McGregor cites one patient of hers who has a qualification in nutrition. “He has read all the scientific studies, and he understands intellectually that there is no evidence that eating a little bit of sugar on a daily basis will cause long-term harm.” But then he goes on Instagram and “all his anxiety responses come back. He’s swayed by it because it helps him to maintain his disordered behaviour.”

“You need [people with disorders] to change their narrative completely. They’ll describe themselves as living in a prison because they feel entrapped in their disordered eating. It’s a hideous and horrible illness.”

While McGregor makes a point of not sharing photographs of her own food, Dublin-based registered dietitian Orla Walsh takes the approach of trying to reach her target audience where they are. She has an Instagram account, with almost 5,000 followers, which she uses as a platform to dispense balanced recipes and a healthier approach to food. “There’s a lot of misinformation on Instagram and social media, and you just have to follow the #cleaneating hashtag to see it,” she says.
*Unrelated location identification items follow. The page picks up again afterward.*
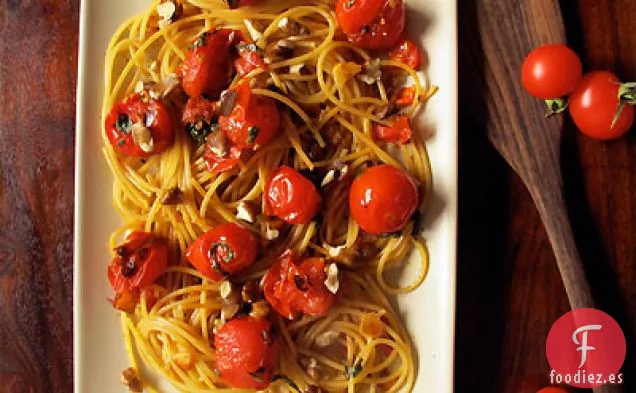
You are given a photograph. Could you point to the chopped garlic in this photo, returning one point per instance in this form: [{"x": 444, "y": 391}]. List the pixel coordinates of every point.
[
  {"x": 244, "y": 212},
  {"x": 332, "y": 282},
  {"x": 142, "y": 137},
  {"x": 328, "y": 178},
  {"x": 342, "y": 72},
  {"x": 255, "y": 34},
  {"x": 327, "y": 338}
]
Like McGregor, she dislikes the labelling of food as “good” or “bad”. “We know that excess sugar is not healthy, and we should be having less than 12 teaspoons – or for some people six teaspoons – a day. But this doesn’t mean that sugar is toxic. Our body is capable of handling sugar; it just doesn’t want us delivering sugar to it all day every day.”

Walsh is seeing increasing numbers of male patients, and younger patients. “Some might want to change their body composition or lower their weight. Any qualified dietitian will tell you this is achieved by an energy balance that is negative. But social media implies that you cut out a food group to achieve it, which is compelling,” she says.
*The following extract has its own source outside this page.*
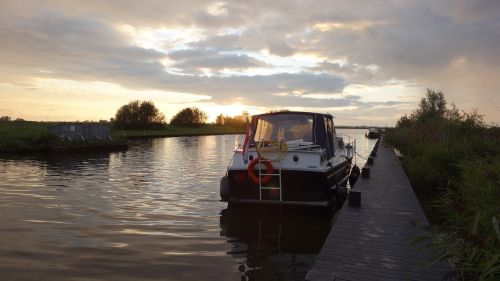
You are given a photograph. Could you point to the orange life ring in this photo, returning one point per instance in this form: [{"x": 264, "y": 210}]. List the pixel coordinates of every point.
[{"x": 269, "y": 170}]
Some of her clients are children under 12, both boys and girls, “who have a genuine fear of sugar”. Frequently, they’ll come to her having seen a documentary on YouTube or on TV that “demonises sugar, and shows it as a toxin. These are not suitable for children and shouldn’t be seen by children.”

Of her younger patients, she says, “I wish children knew that if your relationship with food is healthy, you will have a healthy body, and when your relationship is less healthy, you won’t.
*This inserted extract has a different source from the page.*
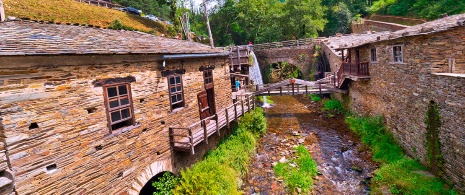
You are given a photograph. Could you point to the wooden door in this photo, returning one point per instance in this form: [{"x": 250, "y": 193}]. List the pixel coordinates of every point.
[{"x": 204, "y": 109}]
“I wish they knew the importance of a sustainable, balanced approach to food. I wish they knew the difference between a dietitian who is qualified and someone who has no qualifications. And I wish they knew that your body shape is genetic and you can’t change it.”

Warning signs

What are the warning signs of orthorexia parents should look out for? “Children saying “no” to treat foods when their siblings or friends are consuming them. Children actively avoiding certain foods and being very robust in their views. Suddenly deciding they want to be a vegetarian can be an excuse to cut something out of their diet. And don’t wait to see if it’s a phase and it will pass – because by then the disordered eating might have taken hold.”

For McGregor, the warning sign for children or adults is when food starts to cause them anxiety. “Food should not cause anybody anxiety. It’s a minefield for parents. I always create nutritious meals, but we have biscuits and cakes around the house too. My view is that as long as I’m eating well 80 per cent of the time, if I want to eat croissants or drink wine the other 20 per cent, that’s okay. Orthorexia is massively on the rise and it’s a societal thing.”

For McGregor, tackling the rise in disordered eating requires an approach that looks beyond food. “We need to be teaching our children emotional resilience from day one. We need to teach them to be happy with who they are. It’s very easy to compare and be hard on yourself when you’re looking at perfect snapshots of other people’s lives.

“But as I always say, you don’t even know if they’ve eaten that bowl of almond milk porridge – it could have gone in the bin. They might have had a bacon sandwich instead.”